'Magnetic Droplets' Have Been Created in a Lab


Array of 1-millimeter magnetic droplets: Fluorescent green droplets are paramagnetic without any jammed nanoparticles at the liquid interface; red are paramagnetic with nonmagnetic nanoparticles jammed at the interface; brown droplets are ferromagnetic with magnetic nanoparticles jammed at the interface. Image credit: Xubo Liu et al./Berkeley Lab 

Thanks to the magnetic system, smart scientists, and inventors who always stand on a front line for making our lives better. From the magnetic needle on a compass to magnetic data storage devices and even MRI body scan machines depends on the magnetic system. Today's magnetic systems rely on solid magnets that are made from solid materials and so they can’t be reconfigured which limits its application and also its productivity in many ways. Ferrofluids, a promising alternative, though reconfigurable, they show paramagnetic nature at room temperature and ultimately lose their magnetization when the applied magnetic field is removed. So, scientists are in regular quest of a better magnetic system that can be reconfigured and also show the permanent magnetic property.

A team of scientists at the Department of Energy's Lawrence Berkeley National Laboratory (Berkeley Lab) has developed a magnetic liquid that is reconfigurable and shows ferromagnetic character.

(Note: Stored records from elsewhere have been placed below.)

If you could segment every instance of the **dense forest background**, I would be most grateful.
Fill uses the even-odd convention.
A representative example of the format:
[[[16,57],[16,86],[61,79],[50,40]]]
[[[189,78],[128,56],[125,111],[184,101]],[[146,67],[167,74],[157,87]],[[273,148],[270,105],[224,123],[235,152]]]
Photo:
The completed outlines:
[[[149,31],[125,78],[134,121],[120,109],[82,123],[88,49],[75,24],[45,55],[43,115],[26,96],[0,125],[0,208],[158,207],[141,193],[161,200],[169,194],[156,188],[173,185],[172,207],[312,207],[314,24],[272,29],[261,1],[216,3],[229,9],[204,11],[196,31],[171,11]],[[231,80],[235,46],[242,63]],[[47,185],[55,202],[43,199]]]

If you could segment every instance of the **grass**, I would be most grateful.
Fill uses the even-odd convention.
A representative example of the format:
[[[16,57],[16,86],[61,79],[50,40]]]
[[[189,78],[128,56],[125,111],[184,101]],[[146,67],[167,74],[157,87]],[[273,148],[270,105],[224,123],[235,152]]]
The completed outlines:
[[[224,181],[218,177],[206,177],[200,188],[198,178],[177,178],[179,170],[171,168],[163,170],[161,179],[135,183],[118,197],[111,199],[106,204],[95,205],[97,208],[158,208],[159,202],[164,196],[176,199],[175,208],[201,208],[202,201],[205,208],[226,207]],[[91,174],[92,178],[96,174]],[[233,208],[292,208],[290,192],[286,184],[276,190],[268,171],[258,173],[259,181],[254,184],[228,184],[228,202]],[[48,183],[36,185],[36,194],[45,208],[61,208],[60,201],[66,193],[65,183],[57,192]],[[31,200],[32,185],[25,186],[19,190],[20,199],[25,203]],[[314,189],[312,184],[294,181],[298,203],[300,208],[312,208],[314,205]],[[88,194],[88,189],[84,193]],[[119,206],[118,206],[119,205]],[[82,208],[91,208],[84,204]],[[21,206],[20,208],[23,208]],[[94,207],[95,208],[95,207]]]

The findings (Thomas P. Russell and Xubo Liu as the lead author) was published on July 19 in the journal Science.

"We've made a new material that is both liquid and magnetic. No one has ever observed this before," said Tom Russell, a visiting faculty scientist at Berkeley Lab and professor of polymer science and engineering at the University of Massachusetts, Amherst. "This opens the door to a new area of science in magnetic soft matter."

Russell's team showed a reversible paramagnetic-to-ferromagnetic transformation of ferrofluid droplets by the jamming of a monolayer of magnetic nanoparticles assembled at the water-oil interface and claimed they can be easily reconfigured into different shapes while preserving the magnetic properties as of solid ferromagnets with classic north-south dipole interactions.

The team developed a more simple means for the transformation of a ferrofluid into a ferromagnetic by the in situ formation and interfacial jamming of magnetic nanoparticles.

 

For this Rusell and Xubo Liu, a graduate student researcher in Berkeley Lab’s Materials Sciences Division and a doctoral student at the Beijing University of Chemical Technology used a 3D printing technique to print 1-millimeter droplets from a ferrofluid solution containing iron-oxide nanoparticles of just 20 nanometers in diameter. This 3D printing technique was developed earlier by Thomas P. Russell and Xubo Liu including other researchers.

Staff scientists, Paul Ashby and Brett Helms of Berkeley Lab’s Molecular Foundry revealed that the nanoparticles formed a solid-like shell at the interface between the two liquids through a phenomenon called "interfacial jamming." This was mainly done by using surface chemistry and sophisticated atomic force microscopy techniques. This caused the nanoparticles to crowd at the droplet’s surface, "like the walls coming together in a small room jampacked with people," said Russell.

Now to make droplets to act as a magnet, they placed the droplets by a magnetic coil in the solution and as expected, the magnetic coil pulled the iron-oxide nanoparticles toward it and this confirmed that an instant magnetic character is shown by nanoparticles.

 To make the iron-oxide nanoparticles permanently magnetic, scientists placed the droplets by a magnetic coil in solution. As expected, the magnetic coil pulled the iron-oxide nanoparticles toward it. Credit: Xubo Liu et al./Berkeley Lab

But what about the magnetic character once they remove the magnetic coil?

When the magnetic coil was removed, surprisingly they observed that the droplets gravitated toward each other in perfect unison, like synchronized swimmers, forming an elegant swirl. About this Liu said, "like little dancing droplets." This signifies – the droplets had become permanently magnetic.

As the collective magnetism is strong enough to keep nanoparticles free-floating throughout the rest of the droplet in line. Further, like conventional bar magnets, the droplets’ opposite poles attract and their matching poles repel. So, researchers are confident that the whole droplet behaves like a solid magnet.

Russell said, "We almost couldn't believe it. Before our study, people always assumed that permanent magnets could only be made from solids."

However, this is not an easy task, this new kind of paramagnetic material can be actively used in the assessment of the robotic system as they can concurrently fit with soft materials and this can enable new modes of locomotion and object manipulation.